Balazs Scheidler wrote:
On Wed, 2008-03-05 at 11:50 -0800, Evan Rempel wrote:
Please bear with me. This is a little involved.
We have a bunch of servers, but I am only focusing on one today. It logs everything to two syslog-ng central servers. A really simple config file
--------- options { sync(0); log_fifo_size(50000); use_fqdn(yes); keep_hostname(no); chain_hostnames(yes); time_reap(60); time_reopen(5); };
source local { unix-stream("/dev/log" max-connections(200)); file("/proc/kmsg" log_prefix("kernel: ")); internal(); };
template standard_file { template("$ISODATE $FULLHOST $FACILITY.$LEVEL $MESSAGE\n"); template_escape(no); };
destination syslog { file("/var/log/syslog.$YEAR$MONTH$DAY.000000" owner("root") group("syslogs") perm(0640) template(standard_file)); };
destination syslogServer1 { tcp("server1" log_fifo_size(50000) ); }; destination syslogServer2 { tcp("server2" log_fifo_size(50000) ); };
log { source(local); destination(syslog); destination(syslogServer1); destination(syslogServer2); }; -----------------
Anyhow.

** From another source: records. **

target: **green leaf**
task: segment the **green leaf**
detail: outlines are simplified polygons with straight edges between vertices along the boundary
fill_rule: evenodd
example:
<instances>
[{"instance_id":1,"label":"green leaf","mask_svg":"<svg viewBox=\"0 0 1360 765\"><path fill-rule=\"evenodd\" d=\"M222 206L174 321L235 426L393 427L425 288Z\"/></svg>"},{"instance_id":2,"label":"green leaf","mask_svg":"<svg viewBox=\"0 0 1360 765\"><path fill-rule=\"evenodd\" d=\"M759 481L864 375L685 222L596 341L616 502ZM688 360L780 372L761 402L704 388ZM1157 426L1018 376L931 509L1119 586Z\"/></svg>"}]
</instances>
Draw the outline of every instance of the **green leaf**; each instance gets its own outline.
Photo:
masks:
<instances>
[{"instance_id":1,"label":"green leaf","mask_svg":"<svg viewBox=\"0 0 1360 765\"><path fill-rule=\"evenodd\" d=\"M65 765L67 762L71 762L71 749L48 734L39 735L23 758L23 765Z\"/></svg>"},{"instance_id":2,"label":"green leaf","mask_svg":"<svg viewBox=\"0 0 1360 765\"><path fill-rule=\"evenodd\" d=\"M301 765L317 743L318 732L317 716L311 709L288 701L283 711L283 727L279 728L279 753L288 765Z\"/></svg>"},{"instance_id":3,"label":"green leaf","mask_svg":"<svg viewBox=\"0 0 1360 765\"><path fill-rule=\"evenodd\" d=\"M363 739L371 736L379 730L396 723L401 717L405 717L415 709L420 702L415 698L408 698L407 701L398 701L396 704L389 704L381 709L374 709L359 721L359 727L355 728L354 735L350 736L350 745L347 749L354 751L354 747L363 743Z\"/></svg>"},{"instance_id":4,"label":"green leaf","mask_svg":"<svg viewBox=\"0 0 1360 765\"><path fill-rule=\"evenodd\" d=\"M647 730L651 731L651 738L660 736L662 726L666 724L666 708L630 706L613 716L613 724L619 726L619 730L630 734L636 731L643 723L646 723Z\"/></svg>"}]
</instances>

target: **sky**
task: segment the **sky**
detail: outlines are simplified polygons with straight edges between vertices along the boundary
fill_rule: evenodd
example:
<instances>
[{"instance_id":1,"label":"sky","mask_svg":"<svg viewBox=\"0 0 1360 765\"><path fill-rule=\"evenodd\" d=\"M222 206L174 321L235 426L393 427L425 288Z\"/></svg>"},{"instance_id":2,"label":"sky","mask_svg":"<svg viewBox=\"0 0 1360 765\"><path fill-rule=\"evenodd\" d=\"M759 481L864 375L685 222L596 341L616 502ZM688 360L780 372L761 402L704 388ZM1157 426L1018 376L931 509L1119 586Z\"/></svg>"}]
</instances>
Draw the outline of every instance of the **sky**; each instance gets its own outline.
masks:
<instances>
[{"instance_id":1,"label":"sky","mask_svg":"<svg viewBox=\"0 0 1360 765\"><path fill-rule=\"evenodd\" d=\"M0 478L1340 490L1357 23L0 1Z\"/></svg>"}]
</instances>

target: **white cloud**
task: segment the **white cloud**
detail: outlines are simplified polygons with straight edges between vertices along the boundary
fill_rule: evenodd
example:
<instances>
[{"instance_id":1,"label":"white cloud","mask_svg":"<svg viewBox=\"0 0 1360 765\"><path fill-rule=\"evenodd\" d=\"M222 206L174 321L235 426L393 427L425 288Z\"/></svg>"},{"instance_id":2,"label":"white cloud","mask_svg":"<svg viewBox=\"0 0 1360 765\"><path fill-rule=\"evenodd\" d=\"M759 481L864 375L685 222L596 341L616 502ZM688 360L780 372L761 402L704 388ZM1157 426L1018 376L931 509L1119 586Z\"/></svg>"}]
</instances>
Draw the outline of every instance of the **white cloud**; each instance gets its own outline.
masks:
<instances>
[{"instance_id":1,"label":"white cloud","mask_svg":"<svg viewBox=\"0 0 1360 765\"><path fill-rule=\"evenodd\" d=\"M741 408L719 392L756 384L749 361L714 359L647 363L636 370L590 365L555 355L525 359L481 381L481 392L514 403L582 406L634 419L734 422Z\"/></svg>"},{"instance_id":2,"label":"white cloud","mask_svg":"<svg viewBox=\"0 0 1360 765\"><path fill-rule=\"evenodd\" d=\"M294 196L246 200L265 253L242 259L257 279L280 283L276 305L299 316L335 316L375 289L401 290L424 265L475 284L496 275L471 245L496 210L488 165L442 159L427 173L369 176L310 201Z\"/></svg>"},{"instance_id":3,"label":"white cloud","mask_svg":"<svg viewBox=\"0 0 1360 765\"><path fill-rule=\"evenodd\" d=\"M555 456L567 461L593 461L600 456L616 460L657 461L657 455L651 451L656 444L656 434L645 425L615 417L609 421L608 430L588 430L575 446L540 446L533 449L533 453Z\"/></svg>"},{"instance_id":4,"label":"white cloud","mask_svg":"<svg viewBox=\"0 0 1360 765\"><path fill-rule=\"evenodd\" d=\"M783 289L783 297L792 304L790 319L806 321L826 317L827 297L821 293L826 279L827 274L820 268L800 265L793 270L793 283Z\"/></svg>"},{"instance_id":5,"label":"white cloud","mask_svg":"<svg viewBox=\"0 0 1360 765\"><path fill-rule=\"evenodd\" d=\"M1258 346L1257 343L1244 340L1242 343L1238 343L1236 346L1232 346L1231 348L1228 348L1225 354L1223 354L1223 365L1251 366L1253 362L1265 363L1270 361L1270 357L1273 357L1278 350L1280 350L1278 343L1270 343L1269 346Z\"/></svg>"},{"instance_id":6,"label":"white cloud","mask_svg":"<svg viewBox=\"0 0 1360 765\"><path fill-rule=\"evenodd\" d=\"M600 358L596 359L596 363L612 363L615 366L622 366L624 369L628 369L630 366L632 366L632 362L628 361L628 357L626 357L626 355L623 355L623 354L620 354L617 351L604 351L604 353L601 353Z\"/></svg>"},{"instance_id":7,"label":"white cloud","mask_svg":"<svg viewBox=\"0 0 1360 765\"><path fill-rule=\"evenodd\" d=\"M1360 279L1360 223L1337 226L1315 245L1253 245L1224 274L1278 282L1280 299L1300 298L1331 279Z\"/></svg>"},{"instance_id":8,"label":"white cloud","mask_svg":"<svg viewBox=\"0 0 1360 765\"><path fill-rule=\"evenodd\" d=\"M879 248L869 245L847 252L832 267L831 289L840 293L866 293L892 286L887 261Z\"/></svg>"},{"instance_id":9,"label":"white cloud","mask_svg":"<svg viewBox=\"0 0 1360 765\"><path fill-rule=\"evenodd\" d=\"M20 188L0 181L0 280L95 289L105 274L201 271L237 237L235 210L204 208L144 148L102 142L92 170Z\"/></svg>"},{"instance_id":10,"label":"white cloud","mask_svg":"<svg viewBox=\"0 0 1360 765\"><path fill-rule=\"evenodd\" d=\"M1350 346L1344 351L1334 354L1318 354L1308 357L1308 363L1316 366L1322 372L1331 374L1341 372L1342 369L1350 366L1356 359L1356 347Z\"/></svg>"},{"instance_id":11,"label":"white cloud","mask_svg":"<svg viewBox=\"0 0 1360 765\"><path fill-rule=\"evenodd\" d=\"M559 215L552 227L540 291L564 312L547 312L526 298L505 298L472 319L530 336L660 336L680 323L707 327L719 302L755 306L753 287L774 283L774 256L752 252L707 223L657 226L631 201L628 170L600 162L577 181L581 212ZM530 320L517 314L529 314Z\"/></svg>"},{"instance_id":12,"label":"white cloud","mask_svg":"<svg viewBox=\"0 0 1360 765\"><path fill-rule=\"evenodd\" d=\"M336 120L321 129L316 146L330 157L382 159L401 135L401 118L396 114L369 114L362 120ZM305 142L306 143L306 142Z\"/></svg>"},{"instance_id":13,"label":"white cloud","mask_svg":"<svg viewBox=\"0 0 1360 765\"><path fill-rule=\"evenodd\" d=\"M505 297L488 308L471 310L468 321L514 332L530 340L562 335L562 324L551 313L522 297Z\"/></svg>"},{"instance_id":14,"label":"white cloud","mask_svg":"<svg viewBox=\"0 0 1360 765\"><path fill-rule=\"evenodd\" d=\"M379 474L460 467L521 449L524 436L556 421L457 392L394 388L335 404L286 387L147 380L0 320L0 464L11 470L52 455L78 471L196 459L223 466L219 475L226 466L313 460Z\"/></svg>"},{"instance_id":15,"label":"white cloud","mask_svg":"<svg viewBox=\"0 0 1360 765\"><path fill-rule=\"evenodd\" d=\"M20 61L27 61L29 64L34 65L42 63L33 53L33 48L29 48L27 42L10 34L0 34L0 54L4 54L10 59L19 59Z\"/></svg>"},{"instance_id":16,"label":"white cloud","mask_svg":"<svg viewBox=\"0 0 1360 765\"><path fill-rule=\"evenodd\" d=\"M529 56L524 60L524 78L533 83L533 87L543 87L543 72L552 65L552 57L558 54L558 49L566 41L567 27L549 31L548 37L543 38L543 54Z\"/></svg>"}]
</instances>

On the two central servers, I different numbers of records in the files, and the statistics on the sender show
2008-03-04T23:26:38-08:00 local@caribou.comp.uvic.ca syslog.info syslog-ng[3391]: Log statistics; dropped='tcp(AF_INET(server2:514))=0', dropped='tcp(AF_INET(server1:514))=14690649', processed='center(queued)=53993217', processed='center(received)=17997739', processed='destination(syslogServer2)=17997739', processed='destination(syslogServer1)=17997739', processed='destination(syslog)=17997739', processed='source(local)=17997739'
The problem is that the files on disk show
caribou 16257954 server1 1742054 server2 965475
and that just doesn't add up. Neither server shows any dropped messages. I know that the statistics miss some time at the beginning of the day and at the end of the day, but the numbers don't even come close. Caribou stats show that no messages are dropped to server2, and lots dropped to server1, however, server2 actually wrote more messages to disk. Server 1 is also about 30% faster than server2.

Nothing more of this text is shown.